The latest trends in JavaScript include the rise of TypeScript, the popularity of modern frameworks and libraries, and the application of WebAssembly. Future prospects cover more powerful type systems, the development of server-side JavaScript, the expansion of artificial intelligence and machine learning, and the potential of IoT and edge computing.
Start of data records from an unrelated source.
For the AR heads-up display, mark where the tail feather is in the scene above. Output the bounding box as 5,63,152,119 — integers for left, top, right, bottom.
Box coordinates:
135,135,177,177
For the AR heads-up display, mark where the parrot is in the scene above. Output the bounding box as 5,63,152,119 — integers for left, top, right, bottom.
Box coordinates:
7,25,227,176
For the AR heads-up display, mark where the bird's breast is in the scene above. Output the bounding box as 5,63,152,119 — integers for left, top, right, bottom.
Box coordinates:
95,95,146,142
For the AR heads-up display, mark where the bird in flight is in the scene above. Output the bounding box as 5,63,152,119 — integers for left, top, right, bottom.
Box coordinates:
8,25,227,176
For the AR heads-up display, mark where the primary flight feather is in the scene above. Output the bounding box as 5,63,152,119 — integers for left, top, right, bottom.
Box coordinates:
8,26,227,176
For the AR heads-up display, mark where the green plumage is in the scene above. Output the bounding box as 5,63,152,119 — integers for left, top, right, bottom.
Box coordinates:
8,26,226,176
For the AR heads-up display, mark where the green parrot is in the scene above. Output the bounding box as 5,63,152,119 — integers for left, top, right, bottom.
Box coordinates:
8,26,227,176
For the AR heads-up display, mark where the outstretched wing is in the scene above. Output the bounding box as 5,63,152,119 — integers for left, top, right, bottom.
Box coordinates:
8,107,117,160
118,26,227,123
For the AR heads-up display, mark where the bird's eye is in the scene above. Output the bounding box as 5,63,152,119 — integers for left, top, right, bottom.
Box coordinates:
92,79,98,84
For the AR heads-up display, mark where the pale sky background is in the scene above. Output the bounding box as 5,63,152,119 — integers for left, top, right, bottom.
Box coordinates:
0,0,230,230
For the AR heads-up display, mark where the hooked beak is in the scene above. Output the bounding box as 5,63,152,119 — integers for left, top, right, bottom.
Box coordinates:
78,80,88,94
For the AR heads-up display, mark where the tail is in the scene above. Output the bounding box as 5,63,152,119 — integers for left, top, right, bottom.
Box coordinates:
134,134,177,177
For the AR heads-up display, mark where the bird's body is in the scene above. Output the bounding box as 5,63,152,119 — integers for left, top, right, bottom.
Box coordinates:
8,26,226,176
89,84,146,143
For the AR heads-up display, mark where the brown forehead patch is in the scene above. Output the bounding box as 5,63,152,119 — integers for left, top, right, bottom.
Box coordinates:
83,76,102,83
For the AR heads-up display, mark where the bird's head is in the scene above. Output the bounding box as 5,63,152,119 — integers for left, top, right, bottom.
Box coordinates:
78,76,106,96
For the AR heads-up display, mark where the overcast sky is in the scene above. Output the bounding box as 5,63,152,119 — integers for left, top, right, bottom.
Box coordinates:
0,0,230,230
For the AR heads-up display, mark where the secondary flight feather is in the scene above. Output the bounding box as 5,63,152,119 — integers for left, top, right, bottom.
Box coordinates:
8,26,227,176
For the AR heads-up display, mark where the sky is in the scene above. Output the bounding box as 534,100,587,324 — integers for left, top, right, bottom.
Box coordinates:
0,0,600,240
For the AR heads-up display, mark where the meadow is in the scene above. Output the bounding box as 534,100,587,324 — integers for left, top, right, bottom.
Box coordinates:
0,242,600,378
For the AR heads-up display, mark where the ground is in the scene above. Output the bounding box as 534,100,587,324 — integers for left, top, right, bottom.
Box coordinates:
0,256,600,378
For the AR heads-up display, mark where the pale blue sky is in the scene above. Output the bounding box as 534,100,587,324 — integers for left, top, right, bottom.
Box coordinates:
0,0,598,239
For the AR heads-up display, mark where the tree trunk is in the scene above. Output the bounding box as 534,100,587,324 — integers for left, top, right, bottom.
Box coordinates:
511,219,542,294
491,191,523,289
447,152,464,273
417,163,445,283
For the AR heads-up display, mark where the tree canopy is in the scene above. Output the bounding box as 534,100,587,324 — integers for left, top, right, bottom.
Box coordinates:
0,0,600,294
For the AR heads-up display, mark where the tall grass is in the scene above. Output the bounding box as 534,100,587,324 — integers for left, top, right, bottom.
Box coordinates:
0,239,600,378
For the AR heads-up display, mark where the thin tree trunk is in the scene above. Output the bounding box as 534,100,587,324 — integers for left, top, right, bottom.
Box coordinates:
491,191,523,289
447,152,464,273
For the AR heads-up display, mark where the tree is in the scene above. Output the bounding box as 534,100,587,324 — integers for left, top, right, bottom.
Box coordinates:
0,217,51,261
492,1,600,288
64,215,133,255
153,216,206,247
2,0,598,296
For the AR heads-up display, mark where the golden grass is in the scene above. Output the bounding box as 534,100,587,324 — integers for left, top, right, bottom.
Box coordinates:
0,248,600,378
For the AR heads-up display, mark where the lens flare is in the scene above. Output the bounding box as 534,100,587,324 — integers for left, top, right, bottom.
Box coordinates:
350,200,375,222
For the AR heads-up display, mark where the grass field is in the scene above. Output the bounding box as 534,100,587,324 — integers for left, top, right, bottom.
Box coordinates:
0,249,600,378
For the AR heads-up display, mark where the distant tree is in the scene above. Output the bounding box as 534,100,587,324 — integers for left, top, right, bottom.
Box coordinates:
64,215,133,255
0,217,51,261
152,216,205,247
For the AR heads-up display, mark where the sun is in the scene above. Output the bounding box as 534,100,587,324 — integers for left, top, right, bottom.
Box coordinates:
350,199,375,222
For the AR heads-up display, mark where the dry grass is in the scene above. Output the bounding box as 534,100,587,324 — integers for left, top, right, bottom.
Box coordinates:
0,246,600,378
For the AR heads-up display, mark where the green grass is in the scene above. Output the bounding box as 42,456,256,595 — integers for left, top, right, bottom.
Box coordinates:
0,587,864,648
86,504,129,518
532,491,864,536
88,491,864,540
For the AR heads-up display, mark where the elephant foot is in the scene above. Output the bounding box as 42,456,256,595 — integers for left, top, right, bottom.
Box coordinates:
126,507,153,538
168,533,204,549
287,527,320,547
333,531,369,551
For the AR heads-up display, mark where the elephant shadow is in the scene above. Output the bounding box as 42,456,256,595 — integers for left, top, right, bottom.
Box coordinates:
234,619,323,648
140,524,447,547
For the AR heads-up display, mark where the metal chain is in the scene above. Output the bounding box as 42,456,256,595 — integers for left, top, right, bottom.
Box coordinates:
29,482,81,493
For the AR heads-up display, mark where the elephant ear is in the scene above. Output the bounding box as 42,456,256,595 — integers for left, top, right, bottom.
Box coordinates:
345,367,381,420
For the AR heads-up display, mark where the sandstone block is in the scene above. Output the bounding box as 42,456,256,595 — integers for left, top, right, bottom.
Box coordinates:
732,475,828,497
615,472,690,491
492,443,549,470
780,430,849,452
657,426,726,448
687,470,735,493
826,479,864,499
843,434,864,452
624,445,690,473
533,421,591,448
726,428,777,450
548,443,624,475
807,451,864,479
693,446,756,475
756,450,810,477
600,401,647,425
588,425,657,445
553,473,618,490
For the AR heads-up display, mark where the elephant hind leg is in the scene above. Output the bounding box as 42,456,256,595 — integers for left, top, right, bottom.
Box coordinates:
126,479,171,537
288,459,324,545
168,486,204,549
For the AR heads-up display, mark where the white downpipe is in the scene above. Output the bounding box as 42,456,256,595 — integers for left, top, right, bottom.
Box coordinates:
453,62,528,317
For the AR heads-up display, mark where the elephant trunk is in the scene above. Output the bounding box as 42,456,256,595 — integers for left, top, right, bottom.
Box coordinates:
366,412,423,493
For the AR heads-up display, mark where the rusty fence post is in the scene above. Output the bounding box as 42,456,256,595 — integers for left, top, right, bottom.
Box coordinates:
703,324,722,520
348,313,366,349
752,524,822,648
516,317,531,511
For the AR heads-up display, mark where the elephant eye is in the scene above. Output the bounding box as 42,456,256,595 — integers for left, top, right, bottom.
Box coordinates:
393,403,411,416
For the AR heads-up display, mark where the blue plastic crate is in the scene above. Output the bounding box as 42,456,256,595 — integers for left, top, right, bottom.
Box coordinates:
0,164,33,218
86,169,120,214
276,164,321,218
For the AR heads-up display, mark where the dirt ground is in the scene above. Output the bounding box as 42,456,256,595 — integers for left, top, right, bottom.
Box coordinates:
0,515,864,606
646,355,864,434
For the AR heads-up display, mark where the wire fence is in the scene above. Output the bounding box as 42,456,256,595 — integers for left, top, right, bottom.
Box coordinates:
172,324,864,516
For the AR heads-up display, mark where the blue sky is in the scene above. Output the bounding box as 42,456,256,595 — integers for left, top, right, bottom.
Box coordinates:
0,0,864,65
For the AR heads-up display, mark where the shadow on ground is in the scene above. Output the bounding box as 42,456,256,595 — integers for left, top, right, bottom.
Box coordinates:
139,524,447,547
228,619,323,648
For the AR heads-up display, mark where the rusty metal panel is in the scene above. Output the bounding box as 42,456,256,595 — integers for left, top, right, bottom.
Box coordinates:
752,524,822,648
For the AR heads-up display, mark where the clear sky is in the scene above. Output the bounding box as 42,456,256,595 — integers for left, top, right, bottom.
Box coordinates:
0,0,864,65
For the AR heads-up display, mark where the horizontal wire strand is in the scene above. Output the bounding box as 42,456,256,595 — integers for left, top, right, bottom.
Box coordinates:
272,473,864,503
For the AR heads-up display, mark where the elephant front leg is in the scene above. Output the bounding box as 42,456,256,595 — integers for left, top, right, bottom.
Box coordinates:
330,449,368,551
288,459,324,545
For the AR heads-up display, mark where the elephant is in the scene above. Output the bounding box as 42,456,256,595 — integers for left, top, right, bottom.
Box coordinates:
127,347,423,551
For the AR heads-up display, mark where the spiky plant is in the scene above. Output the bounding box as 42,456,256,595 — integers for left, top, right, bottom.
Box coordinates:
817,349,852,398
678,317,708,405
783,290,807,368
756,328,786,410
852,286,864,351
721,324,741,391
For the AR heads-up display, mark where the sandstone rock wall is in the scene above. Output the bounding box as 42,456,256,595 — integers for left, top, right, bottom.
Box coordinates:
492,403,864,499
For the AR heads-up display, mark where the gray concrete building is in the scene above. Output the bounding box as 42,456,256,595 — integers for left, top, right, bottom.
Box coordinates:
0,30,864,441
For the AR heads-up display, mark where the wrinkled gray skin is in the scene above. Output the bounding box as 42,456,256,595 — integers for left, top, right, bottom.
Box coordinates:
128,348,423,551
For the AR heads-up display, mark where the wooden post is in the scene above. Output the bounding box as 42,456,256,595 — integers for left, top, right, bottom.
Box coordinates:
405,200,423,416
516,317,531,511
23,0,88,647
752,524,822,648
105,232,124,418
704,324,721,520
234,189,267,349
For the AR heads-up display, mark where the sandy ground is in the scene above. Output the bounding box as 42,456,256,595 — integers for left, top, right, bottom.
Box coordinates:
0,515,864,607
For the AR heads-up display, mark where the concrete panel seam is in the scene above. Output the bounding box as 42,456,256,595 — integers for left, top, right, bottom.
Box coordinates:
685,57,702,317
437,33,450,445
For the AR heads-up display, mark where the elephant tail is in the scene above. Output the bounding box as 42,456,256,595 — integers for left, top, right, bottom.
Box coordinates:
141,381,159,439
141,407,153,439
JavaScript is the cornerstone of modern web development, and its main functions include event-driven programming, dynamic content generation and asynchronous programming. 1) Event-driven programming allows web pages to change dynamically according to user operations. 2) Dynamic content generation allows page content to be adjusted according to conditions. 3) Asynchronous programming ensures that the user interface is not blocked. JavaScript is widely used in web interaction, single-page application and server-side development, greatly improving the flexibility of user experience and cross-platform development.


Hot AI Tools

Undresser.AI Undress
AI-powered app for creating realistic nude photos

AI Clothes Remover
Online AI tool for removing clothes from photos.

Undress AI Tool
Undress images for free

Clothoff.io
AI clothes remover

AI Hentai Generator
Generate AI Hentai for free.

Hot Article

Hot Tools

PhpStorm Mac version
The latest (2018.2.1) professional PHP integrated development tool

MantisBT
Mantis is an easy-to-deploy web-based defect tracking tool designed to aid in product defect tracking. It requires PHP, MySQL and a web server. Check out our demo and hosting services.

WebStorm Mac version
Useful JavaScript development tools

Notepad++7.3.1
Easy-to-use and free code editor

MinGW - Minimalist GNU for Windows
This project is in the process of being migrated to osdn.net/projects/mingw, you can continue to follow us there. MinGW: A native Windows port of the GNU Compiler Collection (GCC), freely distributable import libraries and header files for building native Windows applications; includes extensions to the MSVC runtime to support C99 functionality. All MinGW software can run on 64-bit Windows platforms.